« Le froid resserra encore son emprise au fil de la soirée, renforcé par un vent glacial venu du pôle et de la mer, au nord, pour parcourir ce désert hivernal. Il s’élançait du haut de la montagne Skardsheidi, longeait les flancs de l’Esja et parcourait, la gueule béante, les basses terres où s’étendaient les habitations, cette scintillante cité de l’hiver, posée sur l’extrême rive nord du monde. Le vent s’avançait en hurlant à la mort et en sifflant entre les maisons ; il envahissait les rues désertées. La ville hibernait, comme dans l’attente immobile d’une épidémie. Les gens se cloîtraient à l’intérieur. Ils fermaient les portes, les fenêtres, tiraient les rideaux en espérant que, bientôt, la vague de froid prendrait fin. »
Lire Hiver Arctique d’Arnaldur Indridason en pleine tempête de neige a quelque chose de très rigoureusement cohérent. Mutatis mutandis, l’atmosphère extérieure offre à la lecture le décor qui convient. Et il ne cesse de neiger depuis hier soir, routes et rues impraticables, en ce début de mars, on s’y croirait !
Hiver arctique est un Indridason de 2005, traduit par Eric Boury avec son habituel talent et publié en 2009. Il précède donc La Rivière Noire que j’ai lu et chroniqué il y a deux ans, et laisse supposer en effet les raisons pour lesquelles Erlendur aurait disparu sur les traces de son passé depuis deux romans au moins. Si j’en crois Sylviane la libraire, le dernier opus tout récemment publié, Etranges Rivages, le voit justement réapparaître.
Le roman s’ouvre sur le cadavre d’un enfant, à plat ventre sur le sol glacé, un soir dans un quartier pauvre de Reikjavik. L’enfant a été poignardé, et aucune piste manifeste ne se propose aux investigations d’Erlendur, au demeurant en quête d’une femme disparue, ni à celles de ses adjoints Elinborg et Sigurdur Oli. Sur leurs pas le lecteur découvre les mœurs scolaires des Islandais – qui font de la menuiserie au collège -, ou la question de l’immigration en Islande, la mère du jeune garçon assassiné étant thaïlandaise. Si l’enquête ébranle profondément l’inspecteur, c’est que cet enfant mort le renvoie à son deuil fondateur, celui de son jeune frère perdu autrefois dans une tempête de neige. Présent et passé se mêlent dans la conscience d’Erlendur, dont la carapace de silence et de dépression est encore entamée par l’agonie de son mentor, une vieille femme solitaire, et un rêve obsédant de sa fille Eva Lind, peu à peu revenue d’entre les junkies vers elle-même et vers les siens.
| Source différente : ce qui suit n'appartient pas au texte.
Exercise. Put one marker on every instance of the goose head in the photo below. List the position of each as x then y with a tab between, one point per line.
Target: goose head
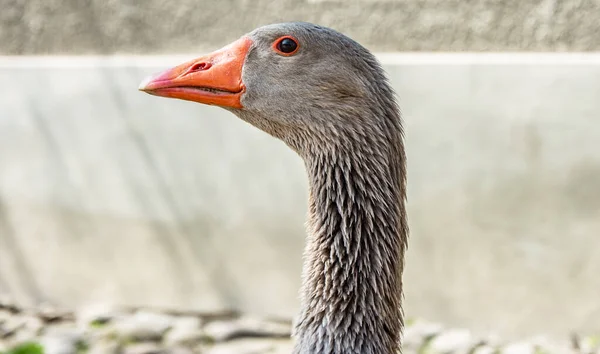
326	97
308	85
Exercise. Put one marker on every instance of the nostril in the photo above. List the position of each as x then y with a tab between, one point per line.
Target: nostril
200	67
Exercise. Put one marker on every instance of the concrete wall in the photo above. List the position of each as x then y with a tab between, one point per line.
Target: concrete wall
108	194
157	26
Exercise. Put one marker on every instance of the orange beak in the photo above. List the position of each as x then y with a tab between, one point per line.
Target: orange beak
214	79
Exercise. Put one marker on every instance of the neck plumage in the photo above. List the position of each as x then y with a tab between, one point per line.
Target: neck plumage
352	278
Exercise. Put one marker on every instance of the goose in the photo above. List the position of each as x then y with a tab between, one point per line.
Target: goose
327	98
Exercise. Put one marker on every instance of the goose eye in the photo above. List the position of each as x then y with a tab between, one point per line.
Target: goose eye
286	45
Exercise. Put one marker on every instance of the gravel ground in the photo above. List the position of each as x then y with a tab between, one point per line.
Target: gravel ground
111	330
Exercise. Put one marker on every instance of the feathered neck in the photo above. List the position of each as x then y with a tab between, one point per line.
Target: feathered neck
354	257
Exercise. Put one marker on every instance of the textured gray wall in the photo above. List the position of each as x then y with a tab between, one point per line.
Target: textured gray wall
158	26
109	194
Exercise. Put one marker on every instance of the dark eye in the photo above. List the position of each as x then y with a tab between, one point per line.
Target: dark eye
286	45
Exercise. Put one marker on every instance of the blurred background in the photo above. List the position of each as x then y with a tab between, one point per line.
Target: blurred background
110	195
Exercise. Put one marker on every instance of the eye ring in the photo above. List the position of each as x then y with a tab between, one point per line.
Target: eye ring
286	46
Il y a dans la manière de mener l’intrigue de ce roman quelque chose d’un peu languissant, m’a-t-il semblé, et peut-être aussi une propension au dialogue oiseux. Mais le personnage d’Erlendur, comme ceux de ses adjoints, acquiert de l’épaisseur d’un roman à l’autre, et c’est sans doute plus l’enquête sur la psyché d’Erlendur que l’intrigue policière qui nourrit et anime l’intérêt du lecteur.